Even after elective surgeries became possible again, volumes never returned to 2019 levels. People were afraid to come to the hospital for fear of catching COVID. That’s understandable. And then once we got the vaccine, people decided to delay surgery until they were vaccinated. That’s understandable, too. But I read that by the end of this year, about 50 percent of American hospitals will be in negative cash flow. So there will be even more hardship in the future as we work to dig ourselves out of this.
But we’re still serving our community and celebrating what I call “miracle moments.”
Finding Miracle Moments
When we had to close the hospital to visitors people from the community couldn’t come to our cafeteria any more for food. That’s a hardship because the hospital is one of the only places in the neighborhood for a warm, home style affordable meal. The average per capita income in our part of Cleveland is $9,000 a year. So our chefs created a concept called Mission Kitchen. Caregivers can order food online and proceeds go toward hot meals delivered to people in the neighborhood.

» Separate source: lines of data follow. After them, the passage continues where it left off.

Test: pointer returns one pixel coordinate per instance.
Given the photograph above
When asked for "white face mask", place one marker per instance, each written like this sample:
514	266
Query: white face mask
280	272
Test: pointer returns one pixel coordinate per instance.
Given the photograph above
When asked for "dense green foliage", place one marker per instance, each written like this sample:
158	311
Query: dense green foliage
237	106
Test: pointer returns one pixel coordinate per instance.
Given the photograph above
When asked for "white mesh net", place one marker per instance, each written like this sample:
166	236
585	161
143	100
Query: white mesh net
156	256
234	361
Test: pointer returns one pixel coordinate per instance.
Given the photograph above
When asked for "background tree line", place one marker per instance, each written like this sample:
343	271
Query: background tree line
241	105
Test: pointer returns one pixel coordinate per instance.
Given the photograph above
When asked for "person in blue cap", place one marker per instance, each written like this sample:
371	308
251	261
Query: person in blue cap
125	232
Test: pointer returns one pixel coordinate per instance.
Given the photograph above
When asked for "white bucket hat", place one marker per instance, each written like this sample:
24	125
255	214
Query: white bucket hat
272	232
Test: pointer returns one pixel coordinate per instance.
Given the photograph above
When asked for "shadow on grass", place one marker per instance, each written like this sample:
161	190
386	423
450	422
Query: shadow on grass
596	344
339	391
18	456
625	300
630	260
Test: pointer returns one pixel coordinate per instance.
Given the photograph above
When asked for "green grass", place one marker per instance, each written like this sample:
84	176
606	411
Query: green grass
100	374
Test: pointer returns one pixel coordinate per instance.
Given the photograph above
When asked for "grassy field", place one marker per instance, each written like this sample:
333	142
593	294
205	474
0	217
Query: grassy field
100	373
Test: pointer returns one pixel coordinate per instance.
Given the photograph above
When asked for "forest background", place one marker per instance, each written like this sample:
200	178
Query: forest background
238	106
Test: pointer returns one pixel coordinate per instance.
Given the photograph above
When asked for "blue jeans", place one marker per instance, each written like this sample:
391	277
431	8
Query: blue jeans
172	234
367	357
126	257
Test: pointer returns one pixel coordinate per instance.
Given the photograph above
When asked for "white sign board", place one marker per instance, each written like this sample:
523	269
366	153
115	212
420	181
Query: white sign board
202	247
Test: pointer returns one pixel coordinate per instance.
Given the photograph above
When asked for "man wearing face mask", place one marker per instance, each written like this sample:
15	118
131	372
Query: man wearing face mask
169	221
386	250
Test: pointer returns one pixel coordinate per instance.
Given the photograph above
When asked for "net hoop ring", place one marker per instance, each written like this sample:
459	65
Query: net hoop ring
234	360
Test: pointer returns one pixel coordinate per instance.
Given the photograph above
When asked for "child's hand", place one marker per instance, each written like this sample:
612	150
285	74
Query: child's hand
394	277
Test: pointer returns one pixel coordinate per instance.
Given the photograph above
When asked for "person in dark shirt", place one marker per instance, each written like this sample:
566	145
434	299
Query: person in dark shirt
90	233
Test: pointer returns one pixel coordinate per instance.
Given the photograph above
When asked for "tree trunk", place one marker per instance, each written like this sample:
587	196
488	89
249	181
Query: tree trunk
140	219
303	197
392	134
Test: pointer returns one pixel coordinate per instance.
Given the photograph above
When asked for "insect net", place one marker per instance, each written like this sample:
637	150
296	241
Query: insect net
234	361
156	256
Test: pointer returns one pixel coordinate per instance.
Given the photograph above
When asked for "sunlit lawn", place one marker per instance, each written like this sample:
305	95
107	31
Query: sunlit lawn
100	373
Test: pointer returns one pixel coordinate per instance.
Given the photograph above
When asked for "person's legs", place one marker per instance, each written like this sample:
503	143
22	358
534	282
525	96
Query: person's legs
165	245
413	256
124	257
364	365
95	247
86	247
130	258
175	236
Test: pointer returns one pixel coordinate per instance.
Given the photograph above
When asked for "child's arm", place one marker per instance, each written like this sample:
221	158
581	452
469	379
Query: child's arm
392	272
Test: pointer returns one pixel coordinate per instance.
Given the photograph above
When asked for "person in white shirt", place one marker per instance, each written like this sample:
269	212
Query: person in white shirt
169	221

Since February 21, 2021 our chefs have provided more than 350 hot meals to the community.
We also created a fund so that our employees, some of whom we had to furlough, could get help with rent and food. Many of our own staff have donated to the fund for their fellow caregivers. Some even gave their stimulus checks to the fund. The fund for our employees facing hardship has reached almost $60,000.
In the beginning of the pandemic when fear was at an all-time high and people were scared to possibly bring COVID home to their families, the two Sisters who still live in the hospital’s convent opened their doors to staff as a place to stay. Many of our medical residents who were doing rotations in the COVID unit stayed in the convent for short periods of time.
We’re working hard to ensure that our community is vaccinated. We have given more than 10,000 doses of the vaccine.
And we didn’t lose any staff members to this disease, and most of our patients fared well. We were blessed in that way.
It is a very scary disease. It was unbelievable, the strain that it put on our entire staff. But the beautiful sense of strength and camaraderies that we created here, that was something to behold. And I will always be grateful that I was able to be here, and to lead through it. The people who lived through this are never going to forget it, or the people they worked with.